Alle sind sie nach Brüssel gekommen: Lufthansa-Chef Carsten Spohr, Carolyn McCall (Easyjet), Michael O’Leary (Ryanair), Walsh von der IAG und Jean-Marc Janaillac, CEO von Air France-KLM. Der vor einem Jahr gegründete Airline-Verband A4E hat geladen, um Bilanz zu ziehen – vor allem zu Themen wie den lästigen Streiks der Fluglotsen in Europa, den Airport-Gebühren oder den Ticketsteuern, die in einigen Ländern, darunter Deutschland, erhoben werden.

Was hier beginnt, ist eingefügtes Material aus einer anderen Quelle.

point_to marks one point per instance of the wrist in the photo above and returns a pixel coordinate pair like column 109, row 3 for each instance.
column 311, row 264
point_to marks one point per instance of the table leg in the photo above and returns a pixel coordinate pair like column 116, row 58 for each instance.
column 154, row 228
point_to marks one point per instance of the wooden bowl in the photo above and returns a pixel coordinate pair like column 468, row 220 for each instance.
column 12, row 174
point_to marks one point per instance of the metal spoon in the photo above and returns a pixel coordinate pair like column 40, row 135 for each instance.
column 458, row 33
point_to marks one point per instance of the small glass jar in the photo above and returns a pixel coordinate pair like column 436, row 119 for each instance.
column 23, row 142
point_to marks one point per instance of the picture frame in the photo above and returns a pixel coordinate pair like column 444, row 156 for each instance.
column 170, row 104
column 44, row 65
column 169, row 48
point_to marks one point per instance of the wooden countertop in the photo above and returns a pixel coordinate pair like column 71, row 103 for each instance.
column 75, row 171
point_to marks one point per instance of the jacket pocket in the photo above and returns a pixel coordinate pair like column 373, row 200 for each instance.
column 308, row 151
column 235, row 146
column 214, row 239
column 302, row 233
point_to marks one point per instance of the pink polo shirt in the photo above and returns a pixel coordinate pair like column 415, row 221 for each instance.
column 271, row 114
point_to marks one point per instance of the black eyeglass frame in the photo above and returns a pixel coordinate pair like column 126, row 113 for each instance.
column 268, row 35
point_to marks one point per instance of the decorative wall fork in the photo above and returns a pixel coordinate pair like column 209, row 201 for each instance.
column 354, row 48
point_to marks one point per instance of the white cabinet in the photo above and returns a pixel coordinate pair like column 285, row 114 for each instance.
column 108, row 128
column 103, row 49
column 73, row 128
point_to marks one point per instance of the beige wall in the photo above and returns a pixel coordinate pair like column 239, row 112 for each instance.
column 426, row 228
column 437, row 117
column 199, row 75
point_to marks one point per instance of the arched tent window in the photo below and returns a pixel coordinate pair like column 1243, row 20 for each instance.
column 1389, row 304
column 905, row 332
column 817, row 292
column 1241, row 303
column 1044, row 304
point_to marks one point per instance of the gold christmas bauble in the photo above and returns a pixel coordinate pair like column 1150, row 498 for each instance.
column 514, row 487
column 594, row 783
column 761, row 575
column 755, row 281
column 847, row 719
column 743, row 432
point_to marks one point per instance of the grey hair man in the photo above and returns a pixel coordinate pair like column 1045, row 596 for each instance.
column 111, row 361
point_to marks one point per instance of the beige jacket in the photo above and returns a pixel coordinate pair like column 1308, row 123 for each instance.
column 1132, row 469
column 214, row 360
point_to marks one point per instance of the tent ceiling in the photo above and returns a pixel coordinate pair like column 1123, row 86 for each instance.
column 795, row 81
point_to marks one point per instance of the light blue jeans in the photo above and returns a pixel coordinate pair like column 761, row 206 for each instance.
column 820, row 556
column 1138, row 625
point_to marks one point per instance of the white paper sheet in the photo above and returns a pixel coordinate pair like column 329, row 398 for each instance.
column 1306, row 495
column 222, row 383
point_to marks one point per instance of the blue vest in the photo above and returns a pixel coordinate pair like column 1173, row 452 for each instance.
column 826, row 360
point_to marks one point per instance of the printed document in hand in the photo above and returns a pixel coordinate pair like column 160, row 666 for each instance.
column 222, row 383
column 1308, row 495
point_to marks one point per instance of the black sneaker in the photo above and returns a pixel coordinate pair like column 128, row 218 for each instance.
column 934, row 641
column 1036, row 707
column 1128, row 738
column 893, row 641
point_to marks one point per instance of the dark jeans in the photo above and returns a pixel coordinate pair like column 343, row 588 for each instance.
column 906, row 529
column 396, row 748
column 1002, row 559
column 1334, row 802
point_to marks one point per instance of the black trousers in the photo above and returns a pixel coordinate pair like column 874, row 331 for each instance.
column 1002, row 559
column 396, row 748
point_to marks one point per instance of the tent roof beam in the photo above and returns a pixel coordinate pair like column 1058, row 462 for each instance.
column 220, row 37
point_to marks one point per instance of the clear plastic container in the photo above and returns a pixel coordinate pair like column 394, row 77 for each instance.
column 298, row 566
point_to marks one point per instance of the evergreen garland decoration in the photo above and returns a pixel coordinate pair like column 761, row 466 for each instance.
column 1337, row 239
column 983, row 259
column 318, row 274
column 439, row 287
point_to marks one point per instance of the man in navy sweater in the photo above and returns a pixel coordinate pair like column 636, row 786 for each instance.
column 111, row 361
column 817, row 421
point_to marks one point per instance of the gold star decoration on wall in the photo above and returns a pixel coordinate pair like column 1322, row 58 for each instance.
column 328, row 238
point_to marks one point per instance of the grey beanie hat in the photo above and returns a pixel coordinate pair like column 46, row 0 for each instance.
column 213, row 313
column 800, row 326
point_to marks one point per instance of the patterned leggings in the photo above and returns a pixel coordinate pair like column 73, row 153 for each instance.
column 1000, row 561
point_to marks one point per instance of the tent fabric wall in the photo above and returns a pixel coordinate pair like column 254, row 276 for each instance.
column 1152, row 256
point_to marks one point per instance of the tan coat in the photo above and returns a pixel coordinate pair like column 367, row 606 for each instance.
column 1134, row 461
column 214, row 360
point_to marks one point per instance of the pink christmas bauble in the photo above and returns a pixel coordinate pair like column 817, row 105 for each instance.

Doch immer wieder rücken die aktuellen politischen Ereignisse in den Fokus: Die Wahl des nationalistischen US-Präsidenten, der Austritt von Großbritannien aus der EU (Brexit) – das kann eine Branche nicht kalt lassen, deren Geschäftsmodell wie das kaum einer anderen Branche auf Globalisierung aufbaut. Doch die Airline-Chefs tun sich spürbar schwer mit einer konkreten Einschätzung der Situation, vor allem, wenn es um die Frage der Folgen geht.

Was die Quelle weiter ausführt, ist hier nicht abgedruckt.